Conductor Gustavo Dudamel returned to the Hollywood Bowl — the place where his skyrocketing North American career was launched 20 years ago — on Aug. 5, and the greeting was deafening. The 103-year-old amphitheater was packed; I guesstimated the attendance at about 15,000, a huge total for a classical Tuesday night. One attendee told me that the crowd was so big that they ran out of printed programs.
It’s possible that many were there to hear music by Duke Ellington or were drawn to the event by star South Korean pianist Seong-Jin Cho playing both of Maurice Ravel’s piano concertos. But Gustavo was the main attraction, perhaps because of the possibility that the week’s concerts may be his last at the Bowl as music and artistic director of the Los Angeles Philharmonic. He should have had two weeks left in his tenure, but when the Simón Bolívar Symphony Orchestra of Venezuela was forced to cancel its Bowl appearances scheduled for Aug. 12-16 due to “travel complications,” Dudamel pulled out, too, as did his featured soloist Yuja Wang.
Now for the good news. Dudamel should be a natural for Ellingtonia, given his strong feeling for rhythm across the board, yet it has taken him some time to get complete control over the idiom. He’s got it now, as his madly swinging performance of Harlem (alternately titled A Tone Parallel to Harlem) in Maurice Peress’s orchestration would have raised the roof over the Bowl if it had a roof.
Dudamel brought a raw raucousness to the textures and a sauntering, swampy feeling to the big tune in the center. The imported sax section was slurpy and bluesy — one of their riffs lifted me out of my chair — the trumpeters and trombonists manipulated their plunger mutes like jazz masters, and the unidentified trap drummer had that Sam Woodyard groove down. The Afro-Cuban finale cooked.
The other Ellington piece on the program was more problematic. Written for the Ellington band’s Carnegie Hall debut in 1943, Black, Brown and Beige’s original length was about 50 minutes, but in response to criticism, the pragmatic bandleader cut it down to a half hour the following year and even more for the band’s subsequent recording and further revisions.
Peress’s 18-minute-long version seems to have become the standard text for symphony orchestras, but to my mind it is not representative of the best ideas this score has to offer. Peress consulted the composer when assembling and orchestrating his suite, yet there is so much gold that he left out — the flamboyant “West Indian Dance,” “The Blues,” or Billy Strayhorn’s urbane “Sugar Hill Penthouse,” for example — and despite the pruning and frequent reappearances of “Come Sunday” and “Work Song,” it still felt episodic. Nevertheless, Dudamel approached the suite with the same mastery he displayed in Harlem, with much success.

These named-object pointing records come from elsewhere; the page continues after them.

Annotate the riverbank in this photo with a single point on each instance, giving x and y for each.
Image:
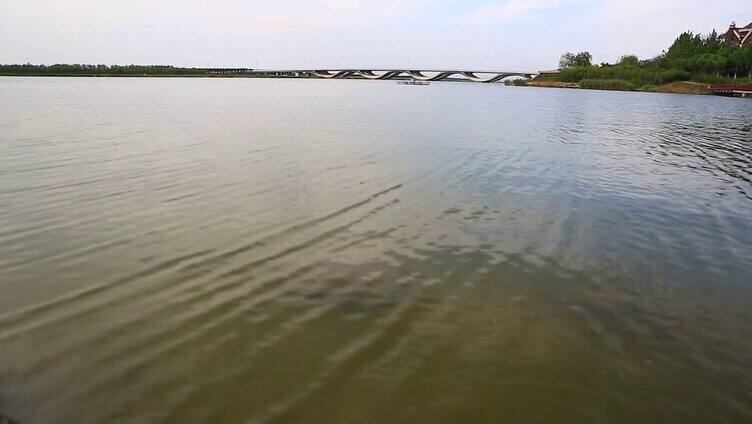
(677, 87)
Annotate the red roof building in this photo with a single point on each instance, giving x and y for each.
(737, 35)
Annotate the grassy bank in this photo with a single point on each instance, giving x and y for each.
(602, 84)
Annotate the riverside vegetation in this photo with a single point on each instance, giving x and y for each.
(100, 70)
(692, 58)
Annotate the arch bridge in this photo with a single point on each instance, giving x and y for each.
(483, 76)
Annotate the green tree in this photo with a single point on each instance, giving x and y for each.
(571, 60)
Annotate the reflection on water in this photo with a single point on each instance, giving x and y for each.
(191, 250)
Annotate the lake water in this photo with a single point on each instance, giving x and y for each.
(239, 250)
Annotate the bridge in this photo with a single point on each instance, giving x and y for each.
(482, 76)
(731, 90)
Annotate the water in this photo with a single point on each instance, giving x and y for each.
(235, 250)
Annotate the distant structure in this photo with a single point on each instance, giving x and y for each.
(739, 36)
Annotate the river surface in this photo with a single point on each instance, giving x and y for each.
(239, 250)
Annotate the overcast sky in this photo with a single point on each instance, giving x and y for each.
(525, 35)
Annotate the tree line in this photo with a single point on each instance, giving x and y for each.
(691, 57)
(87, 70)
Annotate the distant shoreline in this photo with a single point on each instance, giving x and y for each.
(678, 87)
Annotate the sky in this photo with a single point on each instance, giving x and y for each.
(518, 35)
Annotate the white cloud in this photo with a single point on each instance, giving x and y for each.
(511, 9)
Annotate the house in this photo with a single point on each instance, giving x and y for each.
(740, 36)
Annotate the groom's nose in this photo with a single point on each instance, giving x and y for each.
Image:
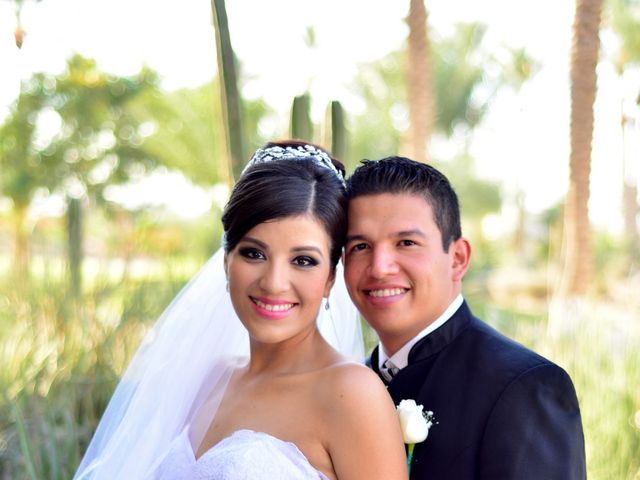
(383, 262)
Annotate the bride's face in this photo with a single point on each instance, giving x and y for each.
(278, 273)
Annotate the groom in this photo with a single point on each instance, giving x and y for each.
(501, 410)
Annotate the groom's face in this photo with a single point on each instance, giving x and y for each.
(396, 269)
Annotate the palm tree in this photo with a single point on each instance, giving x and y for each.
(420, 82)
(577, 255)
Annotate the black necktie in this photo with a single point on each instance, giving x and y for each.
(388, 370)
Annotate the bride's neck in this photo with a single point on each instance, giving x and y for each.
(293, 356)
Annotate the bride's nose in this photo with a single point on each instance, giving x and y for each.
(275, 277)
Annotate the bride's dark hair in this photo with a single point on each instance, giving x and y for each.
(284, 188)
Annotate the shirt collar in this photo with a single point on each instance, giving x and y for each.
(400, 359)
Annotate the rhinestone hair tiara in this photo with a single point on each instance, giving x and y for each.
(291, 152)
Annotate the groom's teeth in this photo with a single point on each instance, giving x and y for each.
(387, 292)
(274, 308)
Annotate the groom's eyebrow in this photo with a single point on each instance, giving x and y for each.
(410, 233)
(357, 236)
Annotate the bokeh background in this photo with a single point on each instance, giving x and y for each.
(123, 124)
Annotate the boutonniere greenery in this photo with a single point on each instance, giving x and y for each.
(415, 425)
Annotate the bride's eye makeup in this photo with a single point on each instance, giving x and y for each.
(305, 261)
(251, 253)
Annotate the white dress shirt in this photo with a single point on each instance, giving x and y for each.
(400, 359)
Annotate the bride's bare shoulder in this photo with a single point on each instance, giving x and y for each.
(348, 382)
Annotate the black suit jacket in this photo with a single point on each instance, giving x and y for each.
(502, 411)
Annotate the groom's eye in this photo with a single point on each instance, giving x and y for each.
(358, 247)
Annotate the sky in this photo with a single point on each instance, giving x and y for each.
(523, 142)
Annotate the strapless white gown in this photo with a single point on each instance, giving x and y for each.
(244, 455)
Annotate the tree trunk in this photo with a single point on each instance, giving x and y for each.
(21, 242)
(420, 82)
(230, 96)
(74, 245)
(577, 255)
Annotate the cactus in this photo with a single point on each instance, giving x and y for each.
(337, 130)
(301, 126)
(231, 101)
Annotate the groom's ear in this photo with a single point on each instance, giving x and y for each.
(460, 252)
(329, 285)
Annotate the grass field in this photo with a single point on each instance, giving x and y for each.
(61, 358)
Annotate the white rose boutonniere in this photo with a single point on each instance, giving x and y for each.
(415, 425)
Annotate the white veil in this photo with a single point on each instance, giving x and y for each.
(182, 367)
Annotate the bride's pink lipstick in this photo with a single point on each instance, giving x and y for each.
(272, 309)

Sandwiched in between the Ellington swingfests were Ravel’s Piano Concerto for the Left Hand and Piano Concerto in G, both of which display jazz influences — the latter far more than the former — that make them quite compatible with Ellington on a program. Ellington once told classical music critic Alfred Frankenstein that he wanted to write a concert piece that started “from the inside” of Black America, whereas Ravel was clearly coming to his from the outside.
Inside or out, Cho glommed onto the big chords of the Left Hand Concerto with gusto, and Dudamel enforced textures that were thick, ardent, and loudly projected over the sound system. Cho danced through the toccata-like passages of the Concerto with heavy accents in the first movement and more characterful touches in the finale as Gustavo procured saucy comments from the wind and brass soloists. There were no encores despite the crowd’s wishes; Cho had done more than enough for one night.